My heart breaks every time I have new clients who come to see me for couples counseling that are in crisis. Often times they are both highly stressed, deeply hurt, overwhelmed with confusion, and angry. Although I would never say I know exactly what my client is feeling, through my own (at one time) crumbling marriage, I can truly empathize and have felt the range of emotions from complete despair to complete anger. Working with couples is an experience like no other. There are several different dynamics that are happening all at once. You have each individuals feelings and reactions, the dyad (just a fancy term for interactions/energy between the couple), and you have the dynamics brought into the room by the therapist. This is why finding a skilled couples therapist is important. It’s quite fascinating really. As the years pass, and my knowledge and experience with couples counseling grows, I love it more and more.

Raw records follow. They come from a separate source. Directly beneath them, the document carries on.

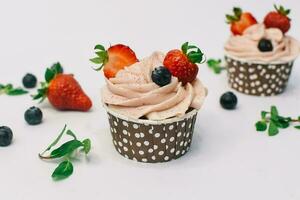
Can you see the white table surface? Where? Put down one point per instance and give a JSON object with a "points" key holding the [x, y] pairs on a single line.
{"points": [[228, 158]]}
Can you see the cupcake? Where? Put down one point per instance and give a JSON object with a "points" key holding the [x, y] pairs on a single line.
{"points": [[260, 56], [152, 104]]}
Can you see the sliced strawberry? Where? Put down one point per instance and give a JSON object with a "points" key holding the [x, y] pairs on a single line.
{"points": [[240, 21], [116, 58]]}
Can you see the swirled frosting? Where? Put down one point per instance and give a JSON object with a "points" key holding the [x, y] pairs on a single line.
{"points": [[133, 93], [285, 48]]}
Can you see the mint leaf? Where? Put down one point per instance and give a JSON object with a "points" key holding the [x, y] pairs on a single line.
{"points": [[100, 47], [261, 126], [273, 129], [64, 170], [86, 145], [65, 149], [49, 75], [69, 132]]}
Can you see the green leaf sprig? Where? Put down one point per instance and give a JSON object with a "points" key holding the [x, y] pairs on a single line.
{"points": [[273, 122], [102, 57], [10, 90], [65, 152], [193, 53], [215, 65], [237, 12], [50, 74]]}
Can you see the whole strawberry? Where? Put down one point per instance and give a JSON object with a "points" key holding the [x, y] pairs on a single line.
{"points": [[183, 63], [240, 21], [63, 91], [113, 59], [278, 19]]}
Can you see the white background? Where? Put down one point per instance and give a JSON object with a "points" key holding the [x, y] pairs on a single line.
{"points": [[228, 159]]}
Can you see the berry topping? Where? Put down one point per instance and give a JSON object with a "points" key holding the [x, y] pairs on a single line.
{"points": [[183, 63], [33, 116], [6, 136], [240, 21], [265, 45], [161, 76], [113, 59], [278, 19], [228, 100], [29, 81], [58, 68], [63, 92]]}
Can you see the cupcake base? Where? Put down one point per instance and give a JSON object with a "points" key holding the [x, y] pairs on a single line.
{"points": [[152, 141], [257, 78]]}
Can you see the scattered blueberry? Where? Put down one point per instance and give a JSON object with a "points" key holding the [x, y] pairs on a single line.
{"points": [[33, 116], [161, 76], [228, 100], [265, 45], [29, 81], [6, 136]]}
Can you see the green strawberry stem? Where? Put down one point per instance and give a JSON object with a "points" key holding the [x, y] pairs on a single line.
{"points": [[193, 53], [237, 12], [50, 74], [102, 57]]}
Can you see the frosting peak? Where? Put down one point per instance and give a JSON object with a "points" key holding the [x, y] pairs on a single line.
{"points": [[285, 48], [133, 93]]}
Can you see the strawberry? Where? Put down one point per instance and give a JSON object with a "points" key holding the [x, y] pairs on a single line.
{"points": [[240, 21], [278, 19], [63, 91], [182, 63], [113, 59]]}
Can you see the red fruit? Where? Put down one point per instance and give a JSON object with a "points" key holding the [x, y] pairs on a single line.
{"points": [[182, 64], [278, 19], [63, 92], [117, 57], [240, 21]]}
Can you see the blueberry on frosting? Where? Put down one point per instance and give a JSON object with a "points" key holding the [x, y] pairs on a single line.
{"points": [[161, 76]]}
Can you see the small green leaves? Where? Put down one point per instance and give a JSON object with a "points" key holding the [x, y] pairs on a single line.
{"points": [[194, 54], [102, 57], [237, 12], [215, 65], [261, 126], [63, 170], [11, 91], [65, 151], [273, 122]]}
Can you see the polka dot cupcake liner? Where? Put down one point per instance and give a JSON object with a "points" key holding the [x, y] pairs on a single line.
{"points": [[258, 79], [152, 141]]}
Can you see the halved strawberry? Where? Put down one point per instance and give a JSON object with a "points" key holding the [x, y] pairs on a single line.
{"points": [[278, 19], [240, 21], [113, 59]]}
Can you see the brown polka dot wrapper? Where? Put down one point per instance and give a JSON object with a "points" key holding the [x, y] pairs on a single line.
{"points": [[152, 141], [258, 79]]}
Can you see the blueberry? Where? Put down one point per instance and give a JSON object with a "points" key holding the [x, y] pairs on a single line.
{"points": [[29, 81], [6, 136], [265, 45], [228, 100], [161, 76], [33, 116]]}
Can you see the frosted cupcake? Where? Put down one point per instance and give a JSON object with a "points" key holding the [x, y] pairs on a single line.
{"points": [[260, 56], [152, 104]]}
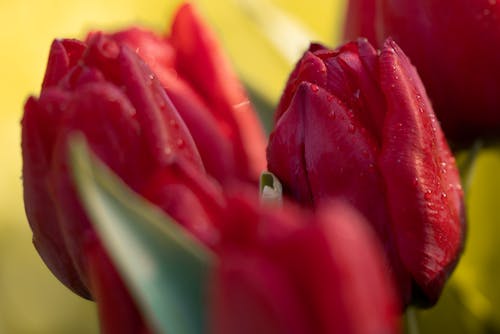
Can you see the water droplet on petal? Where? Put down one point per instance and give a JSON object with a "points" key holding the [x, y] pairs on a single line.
{"points": [[428, 194]]}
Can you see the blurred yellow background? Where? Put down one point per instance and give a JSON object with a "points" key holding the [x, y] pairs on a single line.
{"points": [[31, 299]]}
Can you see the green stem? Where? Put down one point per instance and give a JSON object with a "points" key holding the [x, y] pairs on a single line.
{"points": [[411, 321]]}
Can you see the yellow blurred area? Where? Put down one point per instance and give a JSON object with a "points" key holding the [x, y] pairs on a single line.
{"points": [[31, 299]]}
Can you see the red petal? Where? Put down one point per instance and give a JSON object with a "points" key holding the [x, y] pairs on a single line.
{"points": [[40, 208], [201, 61], [331, 261], [117, 311], [422, 182], [250, 295], [64, 54]]}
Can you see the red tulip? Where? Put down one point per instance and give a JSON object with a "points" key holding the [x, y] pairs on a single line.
{"points": [[358, 125], [282, 272], [106, 92], [453, 46], [198, 77]]}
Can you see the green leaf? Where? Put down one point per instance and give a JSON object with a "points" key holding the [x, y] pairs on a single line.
{"points": [[270, 187], [165, 268]]}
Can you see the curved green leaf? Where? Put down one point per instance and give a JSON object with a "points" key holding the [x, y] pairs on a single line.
{"points": [[166, 269]]}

How can you improve your chances of success when deciding to try couples counseling? Unfortunately not all couples I see stay together. The reason usually being that at least one partner decided not to do the hard work involved in saving their relationship. If you want to improve your odds of couples counseling, first and foremost find a therapist who is experienced in working with couples and believes that when you’re in the therapy room you are fighting for your relationship. Sadly, many therapists do not practice with the philosophy that “we are here to save your relationship.” My thoughts are; “that is exactly why you are here, to save your marriage.” It may not always feel like that while in the process, but a good couples therapist will always be fighting for your relationship, even during the times you are not. They will continue to instill hope while you work on the big changes that need to happen in order for the relationship to survive and thrive.
After finding a qualified couples therapist, the real work begins. It is not enough to just show up once a week for your sessions, talk about your feelings, and then expect things to get better. You have to commit to the process. Commit to the hard work that always comes with self-reflection and change. This means taking on the monumental task of looking inward and taking responsibility for the contributions you’ve made to the decline of your relationship. I really believe that there is always hope that a relationship can be restored and built to be even better than before; only if both partners are willing to step out of their comfort zones and make big changes. Just remember, you are worth it, your relationship is worth it, and your family is worth it. Ending a relationship/marriage is also ending a family.